Some wore pins memorializing loved ones. Among them was Tina Santiago, 28, of Camden, whose 22-year-old brother, Mark Gonzalez, was found shot dead in a car last June. Santiago said she didn't have much hope that the killer would be found as the one-year anniversary of his death approaches.
"For me to expect to hear anything," she said, "it will almost be like for me to set myself down for failure."
Last year, 19 of 57 - or 33 percent - of homicide cases in Camden were solved, said Jason Laughlin, a spokesman for the Camden County Prosecutor's Office.
In Philadelphia, about 40 percent of homicide cases were solved.

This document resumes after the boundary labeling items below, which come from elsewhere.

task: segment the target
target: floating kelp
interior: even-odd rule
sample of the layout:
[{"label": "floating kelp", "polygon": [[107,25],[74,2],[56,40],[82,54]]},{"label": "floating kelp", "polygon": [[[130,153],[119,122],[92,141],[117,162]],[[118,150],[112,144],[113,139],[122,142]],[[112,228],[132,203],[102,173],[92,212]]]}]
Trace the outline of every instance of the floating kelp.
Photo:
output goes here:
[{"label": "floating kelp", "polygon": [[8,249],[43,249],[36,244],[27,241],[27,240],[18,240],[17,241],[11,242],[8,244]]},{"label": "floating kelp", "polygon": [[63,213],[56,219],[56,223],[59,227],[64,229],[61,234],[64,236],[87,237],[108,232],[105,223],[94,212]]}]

While Camden has three fewer homicides this year than it did at this point last year, according to the county Prosecutor's Office, similar obstacles remain to solving them, said Lt. Frank Falco, of the county prosecutor's homicide unit. His unit pairs with police departments around the county to investigate slayings.
One of the factors in unsolved cases is the high number of homicides from the last two years - 124 total - which Falco said was "creating a backlog." To help alleviate that, Falco's unit has increased the number of its detectives from eight to 10 in the last three months.
The killings from 2012 and 2013 also came at a time of police layoffs and a sweeping transition in Camden, as what is now the Camden County Police Department replaced the disbanded city department.
During the changeover, the department "relied heavily" on investigative assistance from the county Prosecutor's Office, the FBI, and U.S. marshals, Camden County Deputy Chief Joseph Wysocki said in a statement issued Friday. Still, "at no time," he added, "has a detective from the Camden County Police Department not been assigned to a homicide investigation."
Witness intimidation has long been a big problem in solving cases in the city, authorities say, and it has grown worse with the proliferation of social media.
"Witnesses are intimidated in the city, because the city is a small city," Falco said. "Everybody knows everyone, and they have to live here. It's not easy for someone to come forward and give testimony.
"It's the hardest it's ever been."
Angel Cordero, 52, a community activist and former mayoral candidate, also said that coercion of witnesses by suspects is a predicament for residents.
"They're afraid, beat up, scared, and tired," he said. "And we have to find ways to wake them up."
The youngest homicide victim this year is Jonathan Garrett, a 20-month-old who died Feb. 1 of blunt-force trauma. The oldest is Pernell Earle, 71, who died April 10, also of blunt-force trauma.
No one has been charged in either case.
In contrast, two suspects were detained within days in the kidnap-murder of Fatima Perez, 41, though her family had alleged that police responded slowly when they reported her missing. Authorities denied that.
Carlos Alicea-Antonetti, 36, her landscaper, and Ramon Ortiz, 57, his employee, were charged in her slaying.
Perez, a mother of two, was kidnapped May 12 and buried alive, police said. While her body was found in Monroe Township, Gloucester County, the Prosecutor's Office in Camden County - where she was first reported missing - is planning to prosecute the case.
On Jan. 19, Confessor Santiago, 45, was beaten and body-slammed into a street, police said. He died 10 days later at Capital Health Systems in Trenton. Rasheen Kelly, 32, of Camden, was charged in connection with his slaying.
For Soldevila, the wait for an arrest in her son's slaying continues. Soldevila, who was among the people marching Friday in Camden, said she has known for some time who might have pulled the trigger. So, too, she said, have others.
"People know what's going on, and they don't speak. They're afraid to get involved," she said. "If people don't speak, it's going to keep happening. If they can get away with one thing, they're going to get away with so many other murders."